Thursday, October 4, 2012

Who's Texting? The iOS6 sms.db

It didn't take long from the release of iOS6 on 09/14/12 until I got my first iOS6 device to process: 18 days.  In this case, it was an iPhone4 with iOS6.  In so short a time, there are not too many commercial or open source tools out there prepared to analyze the new OS or its new data formats.

Fortunately for me, the phone was not locked.  To process the phone, in which the prime interest was text messages and contacts, I used the latest iTunes to create a backup of the phone.  Fortune was again on my side: the phone was not set for encrypted backups.

iTunes Backup

If you are not familiar with iTunes backups, then allow me to introduce them generally.  iTunes copies user data (media, databases, settings, applications, etc.) to a directory in the operating system.  The location of the directory varies by operating system and version.  Since this is primarily a discussion about the new iOS6 sms.db, I'll let you find the location yourself.  What's most important to know is this:
  1. the backups are flat:  all the files are dumped into one directory and are not preserved in their original tree structure.
  2. the files are renamed: the file names are sha1 values calculated from the domain, path, and filename of the original file.
The nature of hash digest is that they produce unique, fixed length values based on the data present in the data structure being analyzed.  This means that a 1 byte file and a 200gb data stream both produce a 40-byte sha1 hash value.  This also means that the data on which the hash value was calculated cannot be reverse engineered from the value alone.  Why did I just state all this?  Certainly not to ignite another hash controversy by anything I might just misstated, but instead to point out that we can't really know the original file name, path, and domain from the sha1 value file names found in the backup.  Sure, you'll find postings that tell you the sms.db is renamed "3d0d7e5fb2ce288813306e4d4636395e047a3d28", but you won't find a file name for every file in your backup.  And you won't know any metadata about any of the backup files from the hash value, either.
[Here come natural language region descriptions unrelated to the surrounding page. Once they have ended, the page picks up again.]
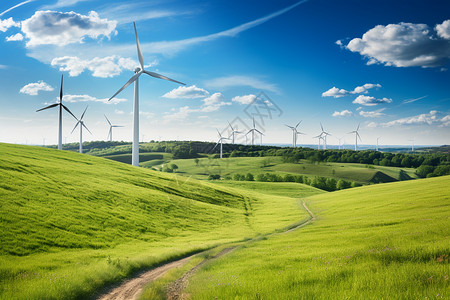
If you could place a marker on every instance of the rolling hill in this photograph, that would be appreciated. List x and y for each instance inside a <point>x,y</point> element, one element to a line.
<point>73,223</point>
<point>387,241</point>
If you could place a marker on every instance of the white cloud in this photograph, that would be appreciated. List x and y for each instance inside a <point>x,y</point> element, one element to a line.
<point>8,23</point>
<point>181,114</point>
<point>190,92</point>
<point>338,93</point>
<point>370,101</point>
<point>372,114</point>
<point>15,37</point>
<point>344,113</point>
<point>404,45</point>
<point>34,88</point>
<point>214,102</point>
<point>429,119</point>
<point>238,80</point>
<point>246,99</point>
<point>62,28</point>
<point>103,67</point>
<point>87,98</point>
<point>443,30</point>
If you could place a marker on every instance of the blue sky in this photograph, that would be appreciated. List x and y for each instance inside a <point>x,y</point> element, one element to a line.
<point>384,64</point>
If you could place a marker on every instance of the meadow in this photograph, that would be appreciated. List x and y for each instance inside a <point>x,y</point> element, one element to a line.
<point>74,224</point>
<point>363,174</point>
<point>387,241</point>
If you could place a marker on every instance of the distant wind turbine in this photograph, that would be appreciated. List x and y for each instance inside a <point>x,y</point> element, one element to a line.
<point>81,123</point>
<point>233,132</point>
<point>252,131</point>
<point>357,136</point>
<point>221,138</point>
<point>294,133</point>
<point>61,106</point>
<point>324,135</point>
<point>110,129</point>
<point>138,72</point>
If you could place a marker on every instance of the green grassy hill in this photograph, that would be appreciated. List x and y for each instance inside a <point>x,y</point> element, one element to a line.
<point>387,241</point>
<point>256,165</point>
<point>73,223</point>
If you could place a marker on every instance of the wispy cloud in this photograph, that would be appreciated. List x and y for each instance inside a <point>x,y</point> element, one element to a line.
<point>413,100</point>
<point>15,6</point>
<point>239,80</point>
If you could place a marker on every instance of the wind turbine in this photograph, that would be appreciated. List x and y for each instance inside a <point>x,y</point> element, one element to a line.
<point>233,132</point>
<point>357,136</point>
<point>294,133</point>
<point>61,106</point>
<point>377,141</point>
<point>81,123</point>
<point>110,129</point>
<point>138,72</point>
<point>221,138</point>
<point>253,132</point>
<point>324,137</point>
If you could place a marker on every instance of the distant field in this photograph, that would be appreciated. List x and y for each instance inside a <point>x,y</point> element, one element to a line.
<point>73,223</point>
<point>387,241</point>
<point>256,165</point>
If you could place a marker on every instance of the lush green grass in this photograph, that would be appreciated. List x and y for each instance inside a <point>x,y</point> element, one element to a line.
<point>73,223</point>
<point>387,241</point>
<point>256,165</point>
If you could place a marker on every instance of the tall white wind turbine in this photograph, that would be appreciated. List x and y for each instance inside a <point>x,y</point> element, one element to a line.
<point>294,133</point>
<point>81,123</point>
<point>324,135</point>
<point>110,129</point>
<point>233,132</point>
<point>221,138</point>
<point>252,131</point>
<point>138,72</point>
<point>61,106</point>
<point>357,136</point>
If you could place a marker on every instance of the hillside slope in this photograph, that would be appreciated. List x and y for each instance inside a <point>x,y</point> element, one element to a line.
<point>387,241</point>
<point>72,223</point>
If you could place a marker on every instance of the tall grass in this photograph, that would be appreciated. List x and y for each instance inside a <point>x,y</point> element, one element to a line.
<point>388,241</point>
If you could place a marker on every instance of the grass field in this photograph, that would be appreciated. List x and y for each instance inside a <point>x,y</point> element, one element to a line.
<point>73,224</point>
<point>256,165</point>
<point>387,241</point>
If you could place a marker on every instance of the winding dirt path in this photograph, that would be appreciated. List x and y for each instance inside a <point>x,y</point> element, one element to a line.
<point>132,289</point>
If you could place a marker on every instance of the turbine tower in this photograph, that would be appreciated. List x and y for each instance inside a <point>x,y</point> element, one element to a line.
<point>81,123</point>
<point>357,136</point>
<point>294,133</point>
<point>110,129</point>
<point>233,132</point>
<point>61,106</point>
<point>324,137</point>
<point>252,131</point>
<point>221,138</point>
<point>138,72</point>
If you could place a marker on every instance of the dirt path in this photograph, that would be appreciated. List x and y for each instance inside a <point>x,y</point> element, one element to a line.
<point>132,289</point>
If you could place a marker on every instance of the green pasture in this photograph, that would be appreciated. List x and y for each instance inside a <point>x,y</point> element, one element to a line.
<point>73,224</point>
<point>386,241</point>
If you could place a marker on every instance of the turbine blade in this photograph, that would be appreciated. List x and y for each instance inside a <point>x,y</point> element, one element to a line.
<point>84,113</point>
<point>50,106</point>
<point>108,120</point>
<point>141,59</point>
<point>156,75</point>
<point>86,128</point>
<point>65,107</point>
<point>132,79</point>
<point>75,127</point>
<point>60,91</point>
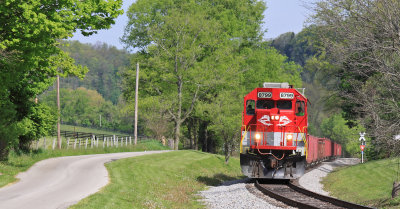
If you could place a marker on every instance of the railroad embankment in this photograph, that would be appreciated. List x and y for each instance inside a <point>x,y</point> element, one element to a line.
<point>367,184</point>
<point>168,180</point>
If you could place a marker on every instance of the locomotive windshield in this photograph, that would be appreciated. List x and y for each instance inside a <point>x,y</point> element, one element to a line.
<point>265,104</point>
<point>284,105</point>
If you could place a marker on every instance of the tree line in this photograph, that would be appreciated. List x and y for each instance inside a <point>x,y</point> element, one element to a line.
<point>197,60</point>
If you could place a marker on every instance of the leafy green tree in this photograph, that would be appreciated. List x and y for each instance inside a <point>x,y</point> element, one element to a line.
<point>104,63</point>
<point>361,39</point>
<point>29,37</point>
<point>179,39</point>
<point>336,129</point>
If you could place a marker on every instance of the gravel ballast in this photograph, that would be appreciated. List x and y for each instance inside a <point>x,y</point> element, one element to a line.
<point>243,194</point>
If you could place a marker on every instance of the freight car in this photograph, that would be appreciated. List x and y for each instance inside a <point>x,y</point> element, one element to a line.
<point>274,142</point>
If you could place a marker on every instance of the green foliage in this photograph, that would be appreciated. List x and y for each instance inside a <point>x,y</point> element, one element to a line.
<point>335,127</point>
<point>193,82</point>
<point>368,184</point>
<point>104,63</point>
<point>358,38</point>
<point>154,182</point>
<point>83,107</point>
<point>31,57</point>
<point>187,47</point>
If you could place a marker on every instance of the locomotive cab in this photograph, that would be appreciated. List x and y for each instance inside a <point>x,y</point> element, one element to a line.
<point>274,130</point>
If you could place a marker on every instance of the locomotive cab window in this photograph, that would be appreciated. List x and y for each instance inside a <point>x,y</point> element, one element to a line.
<point>300,108</point>
<point>284,104</point>
<point>265,104</point>
<point>250,105</point>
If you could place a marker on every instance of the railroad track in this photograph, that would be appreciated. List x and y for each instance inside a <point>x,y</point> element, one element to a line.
<point>299,197</point>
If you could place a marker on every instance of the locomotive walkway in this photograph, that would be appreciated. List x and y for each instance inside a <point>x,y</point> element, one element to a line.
<point>60,182</point>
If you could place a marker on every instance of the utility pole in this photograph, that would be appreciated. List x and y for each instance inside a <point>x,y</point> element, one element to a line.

Now, Linux helps us here.  On the command line, the file command will tell us the file type of each of the backup files, and most Linux file managers will render thumbnails for known file types.  This means its quite easy to view media files and identify databases just by opening a file browser pointed at the backup directory.  Its good for low hanging fruit, but how do you differentiate between the databases, for example?  Keyword search on a table name, maybe?  Sure, that might narrow the field, but it's a less than perfect solution.

Identifying Files in the Backup

Keeping the discussion general, know one more thing about iTunes backups before we proceed with the sms.db discussion: there are database files included in the backup that identify the files by domain, path, and file name.  In fact, the file metadata such a MAC times, ownership, permissions, and file size are included in the databases.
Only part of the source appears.